Since then, the administration has granted more than 400,000 of those young immigrants temporary waivers to live and work in the United States, making Deferred Action for Childhood Arrivals one of largest legalization efforts in decades.
The popularity of the program has helped persuade leading House Republicans to consider backing legislation that would offer permanent legal status to the same set of 1.7 million undocumented immigrants.
GOP supporters say such a measure could help break a deadlock on Capitol Hill over comprehensive immigration reform. But many advocates who once fought for the failed Dream Act, which would have provided the children a chance at citizenship, now say they will no longer be satisfied with legislation that does not include the vast majority of the 11 million immigrants living in the country illegally. Many worry that Republicans will pass a legalization program for children of illegal immigrants and use it as an excuse to kill broader reform efforts.
"We will not allow lawmakers to condemn our parents to second-class status," Cristina Jimenez, managing director of United We Dream, a youth organization, said late last month. "Our parents' dreams enabled our dreams, and we owe our success to them and the sacrifices they made."
With Congress on summer recess until next month, the key question when lawmakers return remains how far House Republicans are willing to go to compromise with the Senate, which has approved a comprehensive plan that includes a 13-year path to citizenship for most illegal immigrants.

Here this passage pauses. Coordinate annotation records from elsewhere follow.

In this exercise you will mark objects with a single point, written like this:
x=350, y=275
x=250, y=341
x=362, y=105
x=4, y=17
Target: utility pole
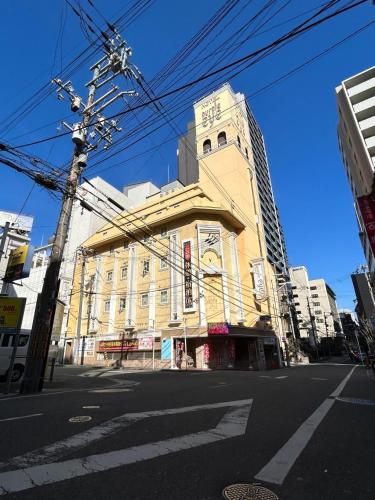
x=115, y=62
x=312, y=322
x=80, y=307
x=4, y=238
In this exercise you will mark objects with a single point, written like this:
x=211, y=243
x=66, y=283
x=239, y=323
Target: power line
x=291, y=35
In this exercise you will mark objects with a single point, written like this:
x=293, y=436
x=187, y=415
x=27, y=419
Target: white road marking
x=55, y=451
x=80, y=419
x=279, y=466
x=233, y=424
x=23, y=416
x=357, y=401
x=342, y=384
x=99, y=391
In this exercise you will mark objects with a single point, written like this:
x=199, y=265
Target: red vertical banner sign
x=367, y=208
x=188, y=282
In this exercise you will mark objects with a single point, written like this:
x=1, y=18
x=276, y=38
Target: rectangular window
x=124, y=272
x=163, y=263
x=122, y=304
x=164, y=297
x=145, y=267
x=144, y=300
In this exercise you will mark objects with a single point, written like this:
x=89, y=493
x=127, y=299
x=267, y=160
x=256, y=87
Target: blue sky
x=298, y=117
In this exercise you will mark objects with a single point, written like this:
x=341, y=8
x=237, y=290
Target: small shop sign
x=118, y=345
x=217, y=328
x=269, y=340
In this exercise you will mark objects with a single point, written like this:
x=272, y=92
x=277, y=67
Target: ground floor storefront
x=245, y=350
x=178, y=348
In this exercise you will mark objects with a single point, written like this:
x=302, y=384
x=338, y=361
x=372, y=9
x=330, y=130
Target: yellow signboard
x=16, y=263
x=11, y=311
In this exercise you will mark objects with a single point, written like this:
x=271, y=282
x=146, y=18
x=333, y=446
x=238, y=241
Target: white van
x=6, y=348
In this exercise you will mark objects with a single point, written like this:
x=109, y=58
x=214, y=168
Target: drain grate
x=248, y=492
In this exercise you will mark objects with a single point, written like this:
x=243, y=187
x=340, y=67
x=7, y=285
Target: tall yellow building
x=186, y=271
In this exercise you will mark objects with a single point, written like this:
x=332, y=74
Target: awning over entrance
x=246, y=331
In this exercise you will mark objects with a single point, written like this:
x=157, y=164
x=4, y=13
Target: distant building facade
x=315, y=305
x=82, y=225
x=356, y=136
x=188, y=173
x=365, y=307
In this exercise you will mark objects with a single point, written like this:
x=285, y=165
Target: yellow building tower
x=182, y=280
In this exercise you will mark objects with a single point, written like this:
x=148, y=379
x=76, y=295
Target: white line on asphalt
x=19, y=418
x=55, y=451
x=279, y=466
x=233, y=424
x=16, y=397
x=342, y=384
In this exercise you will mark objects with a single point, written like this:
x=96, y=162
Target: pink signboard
x=217, y=328
x=367, y=208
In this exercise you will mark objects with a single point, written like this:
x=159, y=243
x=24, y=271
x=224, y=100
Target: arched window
x=206, y=146
x=222, y=139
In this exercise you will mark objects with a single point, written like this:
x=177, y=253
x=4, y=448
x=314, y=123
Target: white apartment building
x=315, y=305
x=356, y=136
x=83, y=224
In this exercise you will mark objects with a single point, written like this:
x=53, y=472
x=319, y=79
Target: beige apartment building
x=356, y=136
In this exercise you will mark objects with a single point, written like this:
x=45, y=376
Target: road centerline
x=276, y=470
x=232, y=424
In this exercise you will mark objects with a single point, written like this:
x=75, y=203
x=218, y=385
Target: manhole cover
x=248, y=492
x=111, y=390
x=80, y=419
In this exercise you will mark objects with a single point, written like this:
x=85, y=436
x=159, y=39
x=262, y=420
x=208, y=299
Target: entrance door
x=68, y=353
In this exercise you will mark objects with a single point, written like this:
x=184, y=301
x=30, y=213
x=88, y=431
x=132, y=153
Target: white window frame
x=163, y=263
x=148, y=300
x=164, y=302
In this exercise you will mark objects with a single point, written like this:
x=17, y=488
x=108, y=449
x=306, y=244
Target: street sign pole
x=22, y=302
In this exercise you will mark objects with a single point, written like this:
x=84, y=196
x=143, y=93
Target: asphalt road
x=304, y=433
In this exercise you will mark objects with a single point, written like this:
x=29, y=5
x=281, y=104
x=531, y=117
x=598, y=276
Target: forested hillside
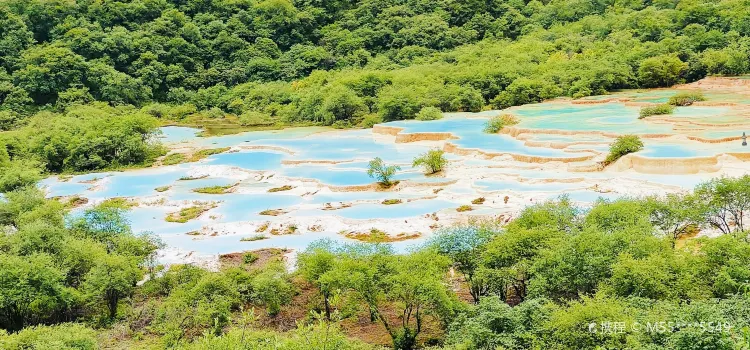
x=247, y=63
x=86, y=84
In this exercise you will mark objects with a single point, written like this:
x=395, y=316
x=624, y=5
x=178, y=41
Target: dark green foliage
x=311, y=61
x=432, y=161
x=379, y=170
x=84, y=138
x=623, y=145
x=656, y=110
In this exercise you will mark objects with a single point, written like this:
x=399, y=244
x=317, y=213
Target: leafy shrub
x=497, y=123
x=63, y=336
x=253, y=238
x=173, y=158
x=686, y=98
x=429, y=113
x=280, y=189
x=432, y=161
x=253, y=118
x=623, y=145
x=249, y=258
x=377, y=169
x=656, y=110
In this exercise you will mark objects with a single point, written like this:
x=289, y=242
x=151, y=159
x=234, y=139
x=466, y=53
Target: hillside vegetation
x=238, y=64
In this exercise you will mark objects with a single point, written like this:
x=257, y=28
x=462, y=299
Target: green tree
x=623, y=145
x=432, y=161
x=384, y=173
x=31, y=291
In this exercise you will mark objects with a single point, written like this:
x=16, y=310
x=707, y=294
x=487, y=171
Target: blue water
x=396, y=211
x=253, y=160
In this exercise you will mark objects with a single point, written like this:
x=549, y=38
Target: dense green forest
x=557, y=277
x=252, y=63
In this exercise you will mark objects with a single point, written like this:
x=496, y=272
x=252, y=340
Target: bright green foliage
x=213, y=189
x=111, y=280
x=271, y=287
x=432, y=161
x=66, y=336
x=382, y=172
x=32, y=290
x=656, y=110
x=495, y=124
x=174, y=158
x=86, y=138
x=429, y=113
x=686, y=98
x=463, y=244
x=623, y=145
x=664, y=70
x=252, y=118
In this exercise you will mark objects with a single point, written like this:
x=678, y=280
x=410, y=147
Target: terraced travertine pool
x=314, y=182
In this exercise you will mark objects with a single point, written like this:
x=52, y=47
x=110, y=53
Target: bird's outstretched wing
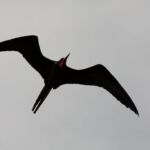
x=29, y=47
x=44, y=93
x=98, y=75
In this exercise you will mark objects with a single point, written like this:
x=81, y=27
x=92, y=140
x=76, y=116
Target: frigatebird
x=57, y=73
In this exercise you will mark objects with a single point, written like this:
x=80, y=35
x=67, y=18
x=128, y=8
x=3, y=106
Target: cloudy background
x=115, y=33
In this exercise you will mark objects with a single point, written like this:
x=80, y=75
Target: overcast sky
x=115, y=33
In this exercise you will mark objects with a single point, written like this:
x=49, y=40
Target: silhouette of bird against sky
x=57, y=73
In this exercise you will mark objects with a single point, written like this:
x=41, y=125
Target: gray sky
x=114, y=33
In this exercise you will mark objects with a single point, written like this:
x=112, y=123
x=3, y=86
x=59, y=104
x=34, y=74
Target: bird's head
x=62, y=62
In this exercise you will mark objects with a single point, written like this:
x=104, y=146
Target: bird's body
x=56, y=73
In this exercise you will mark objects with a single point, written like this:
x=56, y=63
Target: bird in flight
x=57, y=73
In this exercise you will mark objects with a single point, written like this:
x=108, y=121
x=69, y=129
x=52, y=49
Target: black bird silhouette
x=56, y=73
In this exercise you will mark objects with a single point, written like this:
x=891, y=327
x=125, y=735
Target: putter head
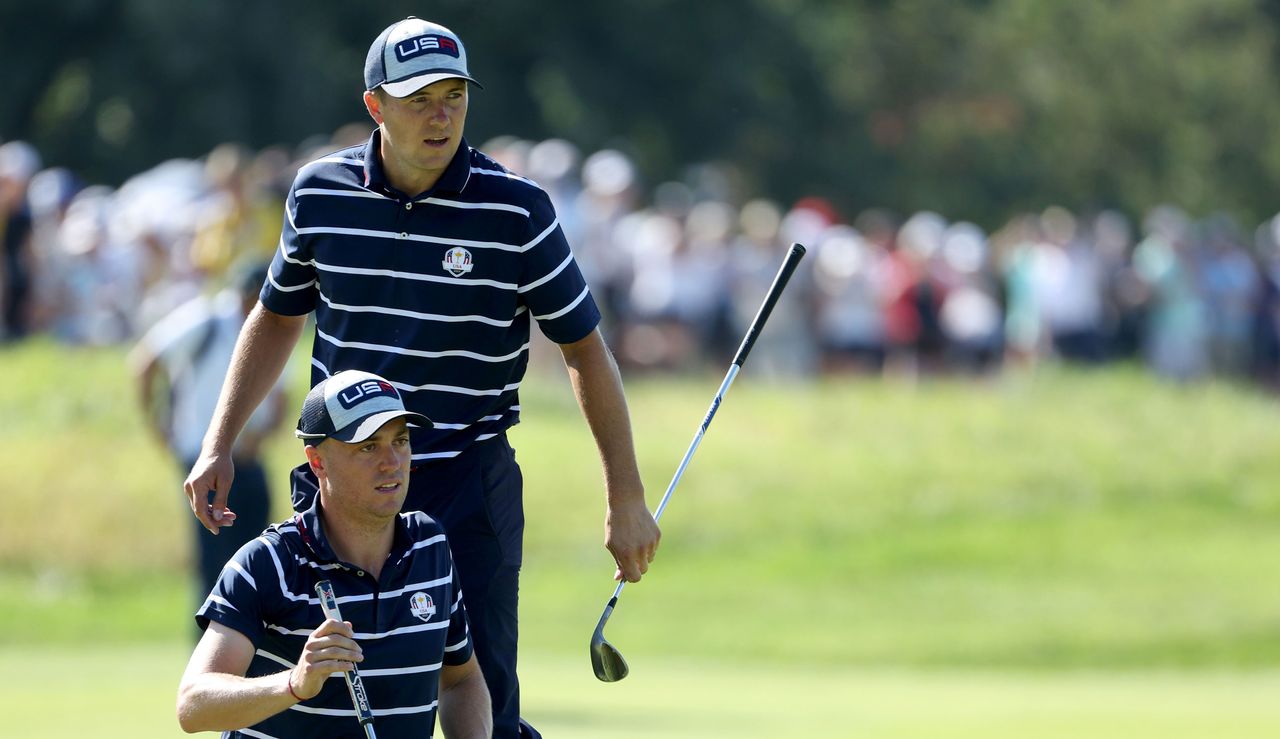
x=607, y=662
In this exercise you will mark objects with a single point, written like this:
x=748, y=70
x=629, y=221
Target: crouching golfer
x=269, y=664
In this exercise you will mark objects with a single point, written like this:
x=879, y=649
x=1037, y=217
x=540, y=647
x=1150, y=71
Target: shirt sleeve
x=236, y=601
x=552, y=286
x=457, y=643
x=291, y=286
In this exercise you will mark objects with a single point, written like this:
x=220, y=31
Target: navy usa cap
x=411, y=54
x=351, y=406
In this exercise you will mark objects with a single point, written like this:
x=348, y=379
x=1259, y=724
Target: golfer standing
x=425, y=261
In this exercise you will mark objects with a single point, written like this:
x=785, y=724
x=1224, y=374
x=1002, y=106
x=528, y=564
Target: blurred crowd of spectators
x=680, y=268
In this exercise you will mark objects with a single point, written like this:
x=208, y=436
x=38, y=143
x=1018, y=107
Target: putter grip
x=355, y=685
x=780, y=282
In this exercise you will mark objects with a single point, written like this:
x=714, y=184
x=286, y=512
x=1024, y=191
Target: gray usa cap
x=411, y=54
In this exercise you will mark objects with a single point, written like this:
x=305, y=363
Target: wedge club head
x=607, y=662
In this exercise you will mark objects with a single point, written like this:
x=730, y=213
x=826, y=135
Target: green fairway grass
x=1048, y=553
x=129, y=693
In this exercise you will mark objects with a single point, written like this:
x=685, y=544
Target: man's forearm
x=465, y=707
x=222, y=702
x=598, y=388
x=261, y=351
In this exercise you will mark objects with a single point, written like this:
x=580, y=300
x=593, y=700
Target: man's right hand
x=330, y=648
x=211, y=473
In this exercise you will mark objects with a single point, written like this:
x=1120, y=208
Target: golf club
x=607, y=662
x=364, y=714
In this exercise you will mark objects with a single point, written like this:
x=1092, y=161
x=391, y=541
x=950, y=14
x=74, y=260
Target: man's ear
x=315, y=460
x=374, y=106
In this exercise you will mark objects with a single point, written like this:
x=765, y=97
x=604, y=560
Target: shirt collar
x=453, y=179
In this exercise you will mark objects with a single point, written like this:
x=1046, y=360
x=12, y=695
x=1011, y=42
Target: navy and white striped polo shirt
x=407, y=623
x=433, y=292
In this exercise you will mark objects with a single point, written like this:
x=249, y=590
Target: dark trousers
x=251, y=502
x=478, y=498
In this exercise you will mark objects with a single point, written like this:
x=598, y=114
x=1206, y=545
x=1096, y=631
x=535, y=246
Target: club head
x=607, y=662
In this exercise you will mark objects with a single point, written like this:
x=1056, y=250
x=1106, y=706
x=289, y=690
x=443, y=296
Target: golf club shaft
x=771, y=299
x=355, y=685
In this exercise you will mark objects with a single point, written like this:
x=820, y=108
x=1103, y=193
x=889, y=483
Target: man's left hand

Advocates have long put a priority on gaining legal status for the children of illegal immigrants, arguing that most did not choose to enter the country illegally and have spent the majority of their lives here.
House Majority Leader Eric Cantor (R-Va.) and Judiciary Committee Chairman Bob Goodlatte (R-Va.) echoed that rationale in announcing that they are developing legislation, called the Kids Act, that would offer legal status for younger immigrants. Both lawmakers voted against the Dream Act.
"These children came here through no fault of their own and many of them know no other home than the United States," Goodlatte said in a recent statement.
Longtime immigration supporters say that's no longer enough, arguing that the political calculus changed after Obama was reelected with overwhelming Latino and Asian support. Last month, United We Dream held a demonstration at the Capitol opposing the Kids Act before a House subcommittee hearing on immigration.
"In 2010, they would have welcomed this, but that was before Republicans defeated the Dream Act, before the president granted [deportation] relief and before the 2012 election," said Frank Sharry, executive director of America's Voice, an immigration advocacy organization. Republicans "have come out of the Stone Age and are now in the Middle Ages. Hopefully by the end of the year, they'll be in the 21st century."